Quick one today, since I spent the weekend doing some cleaning and rearranging; including moving my computer and scanner. Still works, so here's one from Secret Origins #31, "The Secret Origin of the Justice Society of America" Written by Roy Thomas, pencils by Michael Bair, inks by Bob Downs.

Early in WWII, before America had even entered the war, President Roosevelt asks the Flash and Green Lantern to stop Hitler's invasion of England. They get their asses beat by Nazi robot "the Murder Machine," but Dr. Fate realizes what has happened and summons Hourman to help him save the heroes and stop the Valkyries Hitler unleashed with the Spear of Destiny! When that fight also goes badly, Fate brings in more help: the Sandman, Hawkman, the Atom, and the big gun he didn't think would come, the Spectre! Who destroys a Nazi fleet singlehandedly, because although he was a ghost, the Spectre was still an American, damn it. (He may hint at it a little there, but the Spectre's attachment to humanity would erode over time: here, he more or less as human as he would ever be.)

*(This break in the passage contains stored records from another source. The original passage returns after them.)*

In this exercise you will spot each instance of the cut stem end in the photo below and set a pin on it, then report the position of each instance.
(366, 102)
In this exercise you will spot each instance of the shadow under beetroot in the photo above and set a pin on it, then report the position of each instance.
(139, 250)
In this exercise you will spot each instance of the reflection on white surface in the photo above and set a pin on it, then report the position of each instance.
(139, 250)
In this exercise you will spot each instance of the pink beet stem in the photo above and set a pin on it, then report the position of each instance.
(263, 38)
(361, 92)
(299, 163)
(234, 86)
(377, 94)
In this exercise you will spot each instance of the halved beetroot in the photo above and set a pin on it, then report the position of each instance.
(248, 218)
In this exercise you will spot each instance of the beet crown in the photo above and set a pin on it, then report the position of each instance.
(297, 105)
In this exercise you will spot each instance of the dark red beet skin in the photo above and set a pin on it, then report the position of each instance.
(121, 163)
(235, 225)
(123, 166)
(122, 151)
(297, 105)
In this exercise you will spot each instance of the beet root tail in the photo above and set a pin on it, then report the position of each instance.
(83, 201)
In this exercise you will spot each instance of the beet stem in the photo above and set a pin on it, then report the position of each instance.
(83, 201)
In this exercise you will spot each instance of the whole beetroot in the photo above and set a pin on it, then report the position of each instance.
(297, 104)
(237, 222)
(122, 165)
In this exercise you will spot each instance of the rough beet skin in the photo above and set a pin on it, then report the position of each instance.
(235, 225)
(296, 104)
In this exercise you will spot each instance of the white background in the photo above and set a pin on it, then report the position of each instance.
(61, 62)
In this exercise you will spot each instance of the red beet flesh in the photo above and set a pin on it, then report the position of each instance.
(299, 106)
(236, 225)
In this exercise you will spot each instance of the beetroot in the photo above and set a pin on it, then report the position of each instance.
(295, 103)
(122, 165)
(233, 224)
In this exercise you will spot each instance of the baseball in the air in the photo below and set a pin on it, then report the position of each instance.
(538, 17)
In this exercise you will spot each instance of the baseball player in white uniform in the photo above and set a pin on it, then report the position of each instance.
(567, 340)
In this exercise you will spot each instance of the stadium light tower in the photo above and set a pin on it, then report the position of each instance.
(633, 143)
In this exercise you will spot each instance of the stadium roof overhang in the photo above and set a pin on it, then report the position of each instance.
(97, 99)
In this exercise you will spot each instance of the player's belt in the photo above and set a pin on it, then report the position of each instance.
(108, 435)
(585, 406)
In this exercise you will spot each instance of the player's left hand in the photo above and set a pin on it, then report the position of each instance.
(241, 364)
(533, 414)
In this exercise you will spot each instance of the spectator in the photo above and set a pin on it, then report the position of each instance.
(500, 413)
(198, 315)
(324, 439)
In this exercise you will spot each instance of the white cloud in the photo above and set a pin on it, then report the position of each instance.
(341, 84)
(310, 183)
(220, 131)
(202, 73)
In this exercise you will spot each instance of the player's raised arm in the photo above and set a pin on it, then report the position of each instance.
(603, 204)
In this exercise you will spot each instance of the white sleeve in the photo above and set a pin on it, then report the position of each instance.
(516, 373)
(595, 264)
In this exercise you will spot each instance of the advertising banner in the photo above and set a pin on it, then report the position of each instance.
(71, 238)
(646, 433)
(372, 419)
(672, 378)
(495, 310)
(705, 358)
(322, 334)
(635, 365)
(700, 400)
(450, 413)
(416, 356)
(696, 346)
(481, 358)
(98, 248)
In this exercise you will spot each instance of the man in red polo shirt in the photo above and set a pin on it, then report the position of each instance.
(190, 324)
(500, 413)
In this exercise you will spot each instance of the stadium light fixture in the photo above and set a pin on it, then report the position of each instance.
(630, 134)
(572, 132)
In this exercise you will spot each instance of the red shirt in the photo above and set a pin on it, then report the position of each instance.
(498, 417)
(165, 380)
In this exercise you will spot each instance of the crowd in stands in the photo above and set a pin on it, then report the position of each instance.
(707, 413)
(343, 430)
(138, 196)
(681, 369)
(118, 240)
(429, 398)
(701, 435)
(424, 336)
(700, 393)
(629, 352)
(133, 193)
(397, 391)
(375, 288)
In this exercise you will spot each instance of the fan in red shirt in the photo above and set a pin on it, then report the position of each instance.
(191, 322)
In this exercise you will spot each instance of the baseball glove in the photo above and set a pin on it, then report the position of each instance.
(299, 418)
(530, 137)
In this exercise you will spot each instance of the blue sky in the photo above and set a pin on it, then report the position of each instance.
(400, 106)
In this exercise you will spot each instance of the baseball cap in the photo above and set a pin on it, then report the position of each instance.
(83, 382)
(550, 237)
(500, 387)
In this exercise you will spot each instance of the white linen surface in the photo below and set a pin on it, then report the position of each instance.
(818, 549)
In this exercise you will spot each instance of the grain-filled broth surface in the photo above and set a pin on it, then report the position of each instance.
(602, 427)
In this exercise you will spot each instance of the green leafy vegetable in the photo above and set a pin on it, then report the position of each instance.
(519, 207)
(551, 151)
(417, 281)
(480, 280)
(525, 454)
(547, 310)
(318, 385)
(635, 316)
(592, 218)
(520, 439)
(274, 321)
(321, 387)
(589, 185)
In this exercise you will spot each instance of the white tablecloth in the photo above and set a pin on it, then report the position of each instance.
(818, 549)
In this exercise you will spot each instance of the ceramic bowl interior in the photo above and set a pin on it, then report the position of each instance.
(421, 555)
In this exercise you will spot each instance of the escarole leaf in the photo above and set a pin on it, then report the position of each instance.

Roy Thomas explains in an editorial at the end of the issue, that this story was to both revamp Paul Levitz's 1977 origin for the JSA, and adjust it for the Crisis, since Batman and Superman were no longer ever members of the JSA. Which was somewhat problematic, since in the original, Supes saves Roosevelt from a Valkyrie's spear. Here, although the Atom is stabbed trying to protect the President, Roosevelt is mortally wounded, and the Spectre has to bring him back from the afterlife...at a cost.